Pourtant Hassan Ammari, chercheur spécialiste en migration d’Oujda, une ville de passage obligé pour les migrants désirant se diriger vers Tanger ou les alentours de Sebta et Mellilia, a un autre avis. D’après lui, les édiles locaux s’investissent peu dans ce dossier puisque ces migrants ne représentent, selon lui, aucun intérêt électoral et ne constituent pas des voix à séduire. « Il y a absence de volonté politique chez les édiles pour traiter ce sujet même s’il concerne de près la gestion de la ville. Certains disent même que c’est à l’Etat de s’occuper de ce problème puisque c’est lui qui a décidé de mettre en place la nouvelle politique de migration et c’est lui qui décidé de la régularisation  de la situation de ces migrants », nous a-t-il précisé. Et d’affirmer : « L’exemple des communes d’Oujda, de Jérada,  de Taourirt et de Figuig est édifiant. Ces villes  frontalières et à forte concentration de migrants ne semblent pas  être intéressées  par le sort des migrants réguliers ou irréguliers. Leur accueil ou leur intégration  n’ont jamais fait partie des priorités des édiles de ces cités malgré les idées et les programmes lancés dans ce sens dans le cadre des partenariats avec des villes jumelées. « On va voir », semble être le propos préféré des édiles locaux concernant ce sujet. ».

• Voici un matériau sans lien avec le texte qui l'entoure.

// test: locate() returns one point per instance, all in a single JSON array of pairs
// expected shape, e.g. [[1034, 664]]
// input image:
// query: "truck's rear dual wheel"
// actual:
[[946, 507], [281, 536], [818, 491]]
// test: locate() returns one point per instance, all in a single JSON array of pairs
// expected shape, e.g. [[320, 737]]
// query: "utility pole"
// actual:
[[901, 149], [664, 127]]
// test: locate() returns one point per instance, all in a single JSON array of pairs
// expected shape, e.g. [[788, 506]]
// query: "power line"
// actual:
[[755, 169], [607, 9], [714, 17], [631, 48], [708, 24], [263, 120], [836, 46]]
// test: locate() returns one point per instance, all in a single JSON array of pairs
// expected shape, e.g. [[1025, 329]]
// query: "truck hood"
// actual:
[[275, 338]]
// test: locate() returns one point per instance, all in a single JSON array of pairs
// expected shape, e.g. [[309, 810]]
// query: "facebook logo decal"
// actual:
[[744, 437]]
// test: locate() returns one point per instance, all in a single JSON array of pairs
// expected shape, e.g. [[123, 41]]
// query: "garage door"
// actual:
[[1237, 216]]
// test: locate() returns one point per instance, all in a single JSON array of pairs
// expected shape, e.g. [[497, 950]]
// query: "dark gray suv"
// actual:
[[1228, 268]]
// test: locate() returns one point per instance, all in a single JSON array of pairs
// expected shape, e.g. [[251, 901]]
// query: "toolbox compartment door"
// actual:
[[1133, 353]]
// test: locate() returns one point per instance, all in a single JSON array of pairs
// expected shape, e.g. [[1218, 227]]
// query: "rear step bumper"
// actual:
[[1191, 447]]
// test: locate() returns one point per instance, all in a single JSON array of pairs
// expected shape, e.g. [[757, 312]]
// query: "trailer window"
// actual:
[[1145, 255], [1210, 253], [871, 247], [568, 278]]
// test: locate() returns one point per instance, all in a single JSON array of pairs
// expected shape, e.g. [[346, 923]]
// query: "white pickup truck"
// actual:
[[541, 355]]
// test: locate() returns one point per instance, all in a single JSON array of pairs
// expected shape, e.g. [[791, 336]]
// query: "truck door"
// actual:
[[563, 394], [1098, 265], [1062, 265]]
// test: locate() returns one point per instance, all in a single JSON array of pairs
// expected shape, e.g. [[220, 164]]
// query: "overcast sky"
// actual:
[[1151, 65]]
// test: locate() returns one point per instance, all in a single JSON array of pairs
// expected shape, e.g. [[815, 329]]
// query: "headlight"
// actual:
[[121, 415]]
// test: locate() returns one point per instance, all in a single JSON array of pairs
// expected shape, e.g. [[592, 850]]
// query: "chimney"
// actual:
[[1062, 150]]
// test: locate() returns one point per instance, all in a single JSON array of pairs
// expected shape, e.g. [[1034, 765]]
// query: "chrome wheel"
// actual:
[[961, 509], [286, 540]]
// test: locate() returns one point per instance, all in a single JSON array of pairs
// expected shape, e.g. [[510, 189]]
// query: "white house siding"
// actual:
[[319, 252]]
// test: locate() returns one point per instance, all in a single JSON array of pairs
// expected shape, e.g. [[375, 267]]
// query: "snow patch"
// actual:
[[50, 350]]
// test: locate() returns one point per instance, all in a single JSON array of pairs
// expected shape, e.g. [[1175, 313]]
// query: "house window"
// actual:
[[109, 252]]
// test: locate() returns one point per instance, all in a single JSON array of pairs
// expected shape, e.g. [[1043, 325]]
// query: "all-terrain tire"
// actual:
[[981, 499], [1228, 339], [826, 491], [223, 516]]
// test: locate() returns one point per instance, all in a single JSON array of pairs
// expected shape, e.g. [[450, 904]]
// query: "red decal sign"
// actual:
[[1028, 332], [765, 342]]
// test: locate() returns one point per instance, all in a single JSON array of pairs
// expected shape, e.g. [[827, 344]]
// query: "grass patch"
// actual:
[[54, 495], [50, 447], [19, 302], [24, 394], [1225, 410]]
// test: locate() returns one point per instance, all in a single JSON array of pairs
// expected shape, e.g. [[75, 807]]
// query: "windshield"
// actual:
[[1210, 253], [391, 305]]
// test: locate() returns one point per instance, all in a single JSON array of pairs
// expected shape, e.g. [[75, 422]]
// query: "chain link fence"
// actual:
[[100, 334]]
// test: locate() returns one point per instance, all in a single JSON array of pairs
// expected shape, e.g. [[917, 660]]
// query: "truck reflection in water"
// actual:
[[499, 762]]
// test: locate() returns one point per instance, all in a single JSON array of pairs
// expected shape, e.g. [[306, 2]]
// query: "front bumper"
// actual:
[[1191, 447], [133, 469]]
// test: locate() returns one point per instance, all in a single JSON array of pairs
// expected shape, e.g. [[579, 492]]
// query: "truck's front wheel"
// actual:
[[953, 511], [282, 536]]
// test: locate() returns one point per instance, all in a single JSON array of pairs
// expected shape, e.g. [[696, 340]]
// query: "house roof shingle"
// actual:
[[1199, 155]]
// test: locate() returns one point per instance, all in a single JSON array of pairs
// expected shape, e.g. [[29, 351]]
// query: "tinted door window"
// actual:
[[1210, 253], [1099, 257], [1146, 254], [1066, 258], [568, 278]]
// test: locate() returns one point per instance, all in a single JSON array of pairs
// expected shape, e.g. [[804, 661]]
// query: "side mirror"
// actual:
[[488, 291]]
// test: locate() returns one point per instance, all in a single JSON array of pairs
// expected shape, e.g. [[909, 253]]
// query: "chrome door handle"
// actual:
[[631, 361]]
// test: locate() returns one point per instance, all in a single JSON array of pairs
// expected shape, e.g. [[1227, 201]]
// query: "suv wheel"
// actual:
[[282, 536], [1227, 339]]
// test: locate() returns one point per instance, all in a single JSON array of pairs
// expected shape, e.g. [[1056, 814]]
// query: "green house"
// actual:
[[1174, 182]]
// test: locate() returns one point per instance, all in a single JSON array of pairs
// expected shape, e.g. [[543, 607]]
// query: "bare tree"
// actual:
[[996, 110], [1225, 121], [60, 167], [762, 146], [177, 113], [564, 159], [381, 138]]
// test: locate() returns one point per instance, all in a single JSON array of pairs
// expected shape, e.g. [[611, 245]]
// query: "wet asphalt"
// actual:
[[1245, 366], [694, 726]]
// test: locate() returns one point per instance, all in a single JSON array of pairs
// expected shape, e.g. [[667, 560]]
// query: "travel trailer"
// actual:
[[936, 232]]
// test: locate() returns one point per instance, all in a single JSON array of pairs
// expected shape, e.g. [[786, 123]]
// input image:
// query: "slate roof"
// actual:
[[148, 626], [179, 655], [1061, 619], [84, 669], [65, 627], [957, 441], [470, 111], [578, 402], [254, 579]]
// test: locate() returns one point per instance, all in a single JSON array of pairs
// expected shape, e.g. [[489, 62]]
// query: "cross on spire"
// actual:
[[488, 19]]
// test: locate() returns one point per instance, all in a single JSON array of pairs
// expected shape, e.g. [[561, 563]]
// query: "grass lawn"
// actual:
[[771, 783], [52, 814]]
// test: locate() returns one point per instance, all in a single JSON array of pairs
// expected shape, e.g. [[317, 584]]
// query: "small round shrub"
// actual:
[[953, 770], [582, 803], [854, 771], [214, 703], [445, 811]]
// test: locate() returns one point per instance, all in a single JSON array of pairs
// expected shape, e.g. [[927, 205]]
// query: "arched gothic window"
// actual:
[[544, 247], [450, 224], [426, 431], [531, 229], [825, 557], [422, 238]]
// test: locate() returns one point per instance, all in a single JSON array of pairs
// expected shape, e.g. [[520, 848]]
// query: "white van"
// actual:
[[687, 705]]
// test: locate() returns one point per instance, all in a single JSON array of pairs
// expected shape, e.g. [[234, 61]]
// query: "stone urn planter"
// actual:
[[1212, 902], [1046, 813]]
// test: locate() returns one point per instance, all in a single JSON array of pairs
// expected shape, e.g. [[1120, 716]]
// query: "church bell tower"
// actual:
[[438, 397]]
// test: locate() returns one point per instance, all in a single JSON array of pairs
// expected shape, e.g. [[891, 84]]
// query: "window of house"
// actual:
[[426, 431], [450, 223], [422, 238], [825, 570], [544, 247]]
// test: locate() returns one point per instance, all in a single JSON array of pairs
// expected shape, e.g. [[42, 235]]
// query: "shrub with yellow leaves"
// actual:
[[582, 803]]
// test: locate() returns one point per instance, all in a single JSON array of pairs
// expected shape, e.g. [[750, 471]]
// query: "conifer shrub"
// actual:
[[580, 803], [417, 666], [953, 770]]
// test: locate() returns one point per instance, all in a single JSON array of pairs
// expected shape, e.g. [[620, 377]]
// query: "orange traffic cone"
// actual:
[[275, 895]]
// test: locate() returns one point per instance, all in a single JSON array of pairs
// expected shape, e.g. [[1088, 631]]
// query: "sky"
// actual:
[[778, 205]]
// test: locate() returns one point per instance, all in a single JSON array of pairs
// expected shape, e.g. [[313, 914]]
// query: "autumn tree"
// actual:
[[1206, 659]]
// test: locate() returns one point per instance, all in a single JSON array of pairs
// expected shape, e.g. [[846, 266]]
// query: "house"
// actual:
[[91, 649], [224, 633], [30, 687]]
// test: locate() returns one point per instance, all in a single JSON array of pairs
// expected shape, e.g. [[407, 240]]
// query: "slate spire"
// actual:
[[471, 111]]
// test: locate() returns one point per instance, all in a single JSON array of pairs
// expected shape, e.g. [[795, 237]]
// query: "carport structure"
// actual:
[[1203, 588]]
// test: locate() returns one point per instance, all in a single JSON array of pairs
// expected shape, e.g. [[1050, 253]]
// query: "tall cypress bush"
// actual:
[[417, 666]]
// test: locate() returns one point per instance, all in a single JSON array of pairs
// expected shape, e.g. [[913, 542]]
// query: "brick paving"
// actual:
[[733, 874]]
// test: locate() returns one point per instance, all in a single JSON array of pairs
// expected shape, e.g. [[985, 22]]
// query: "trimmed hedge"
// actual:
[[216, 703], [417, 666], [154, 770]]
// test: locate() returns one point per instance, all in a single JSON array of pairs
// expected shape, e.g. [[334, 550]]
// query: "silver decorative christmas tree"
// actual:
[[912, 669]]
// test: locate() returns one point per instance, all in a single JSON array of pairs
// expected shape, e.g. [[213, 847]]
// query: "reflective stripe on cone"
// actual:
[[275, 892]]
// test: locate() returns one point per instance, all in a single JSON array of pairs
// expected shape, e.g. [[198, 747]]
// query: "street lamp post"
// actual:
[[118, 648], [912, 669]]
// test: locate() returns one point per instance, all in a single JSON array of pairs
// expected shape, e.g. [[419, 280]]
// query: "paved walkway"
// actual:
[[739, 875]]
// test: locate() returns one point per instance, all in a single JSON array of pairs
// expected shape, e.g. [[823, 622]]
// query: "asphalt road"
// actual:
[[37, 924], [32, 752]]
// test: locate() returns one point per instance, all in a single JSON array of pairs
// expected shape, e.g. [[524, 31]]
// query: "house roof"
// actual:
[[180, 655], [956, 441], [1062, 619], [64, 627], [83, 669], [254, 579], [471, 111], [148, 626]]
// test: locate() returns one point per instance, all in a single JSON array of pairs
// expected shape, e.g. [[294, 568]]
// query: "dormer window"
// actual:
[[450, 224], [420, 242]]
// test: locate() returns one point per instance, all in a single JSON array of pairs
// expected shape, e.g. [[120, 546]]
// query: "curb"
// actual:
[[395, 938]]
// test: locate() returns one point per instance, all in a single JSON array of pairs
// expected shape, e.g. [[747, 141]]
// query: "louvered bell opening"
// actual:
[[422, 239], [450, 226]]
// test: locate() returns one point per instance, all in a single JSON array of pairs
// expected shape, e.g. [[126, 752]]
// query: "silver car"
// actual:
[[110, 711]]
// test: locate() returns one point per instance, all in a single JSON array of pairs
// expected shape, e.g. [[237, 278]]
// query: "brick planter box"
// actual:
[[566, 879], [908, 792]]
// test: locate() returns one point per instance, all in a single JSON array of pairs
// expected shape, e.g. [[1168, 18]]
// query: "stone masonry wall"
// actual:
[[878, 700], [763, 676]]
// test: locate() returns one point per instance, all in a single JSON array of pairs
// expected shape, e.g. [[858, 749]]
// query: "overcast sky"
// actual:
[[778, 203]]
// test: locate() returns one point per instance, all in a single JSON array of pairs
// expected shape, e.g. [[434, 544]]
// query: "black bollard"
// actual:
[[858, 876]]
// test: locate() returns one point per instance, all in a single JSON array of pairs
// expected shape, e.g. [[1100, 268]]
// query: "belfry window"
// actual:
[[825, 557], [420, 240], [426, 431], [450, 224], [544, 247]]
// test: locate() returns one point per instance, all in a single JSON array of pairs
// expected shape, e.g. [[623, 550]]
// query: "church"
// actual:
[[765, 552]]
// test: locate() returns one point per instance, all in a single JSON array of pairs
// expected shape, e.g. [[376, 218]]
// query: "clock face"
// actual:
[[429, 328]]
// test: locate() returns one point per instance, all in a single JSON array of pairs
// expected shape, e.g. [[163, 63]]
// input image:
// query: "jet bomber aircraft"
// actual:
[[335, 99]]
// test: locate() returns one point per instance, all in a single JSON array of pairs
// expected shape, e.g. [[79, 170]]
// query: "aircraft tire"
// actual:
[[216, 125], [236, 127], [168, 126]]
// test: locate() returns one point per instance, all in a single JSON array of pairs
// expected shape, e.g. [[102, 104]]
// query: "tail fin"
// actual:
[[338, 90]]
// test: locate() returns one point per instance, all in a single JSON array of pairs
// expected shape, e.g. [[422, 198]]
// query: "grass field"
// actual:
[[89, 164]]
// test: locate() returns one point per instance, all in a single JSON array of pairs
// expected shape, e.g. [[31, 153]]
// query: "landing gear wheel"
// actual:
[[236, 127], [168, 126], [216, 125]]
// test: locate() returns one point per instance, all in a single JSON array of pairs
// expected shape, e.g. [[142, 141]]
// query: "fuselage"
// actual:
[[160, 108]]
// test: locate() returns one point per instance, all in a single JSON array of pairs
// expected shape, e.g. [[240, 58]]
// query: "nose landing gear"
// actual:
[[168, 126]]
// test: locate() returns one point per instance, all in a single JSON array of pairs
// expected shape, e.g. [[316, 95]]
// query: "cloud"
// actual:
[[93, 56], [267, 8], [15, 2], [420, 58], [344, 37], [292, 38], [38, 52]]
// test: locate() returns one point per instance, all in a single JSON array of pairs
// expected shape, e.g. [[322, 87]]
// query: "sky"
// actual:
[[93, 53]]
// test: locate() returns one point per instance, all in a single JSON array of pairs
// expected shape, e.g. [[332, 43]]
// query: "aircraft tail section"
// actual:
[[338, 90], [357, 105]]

Mais, est-ce que cela signifie qu’il n’y a pas de politique nationale déclinée au niveau local et destinée aux migrants? « Il y a des programmes menés par les ministères de la Santé, de l’Intérieur ou du Développement social. Mais l’ensemble de ces politiques publiques est marqué par une absence de convergence et un manque de coordination.  Chaque organisme étatique se débrouille seul. Tel est le cas à Oujda où la région préfère travailler seule avec l’OIM (Organisation internationale de la migration) et une ONG belge. Idem pour la wilaya et l’Entraide nationale qui  travaillent chacun de son côté. Il n’y a pas d’échange d’informations ni de points de vue sur des questions communes. En bref, il  n’y a pas de cadre global et intégré  à même de réunir l’ensemble des acteurs afin de réfléchir de concert sur le sujet et de proposer des solutions », nous a expliqué Hassan Ammari.

Besoins et attentes
peu assumés

Du côté des migrants, on entend un autre son de cloche. Plusieurs d’entres eux nous ont affirmé qu’ils n’ont pas de relations directes avec les élus ou les députés de leurs arrondissements ou communes. Et que leur recours aux services communaux se limite souvent  au service de légalisation des documents administratifs. « J’ai rarement recours aux services de ma commune, nous a confié Alpha, un Ivoirien installé à Ain Sebaa depuis sept ans … et souvent, j’y vais pour la légalisation de documents». Idem pour ses relations avec les élus de l’arrondissement. « Je ne les connais même pas et je ne suis jamais entré en contact avec eux », nous a-t-il affirmé.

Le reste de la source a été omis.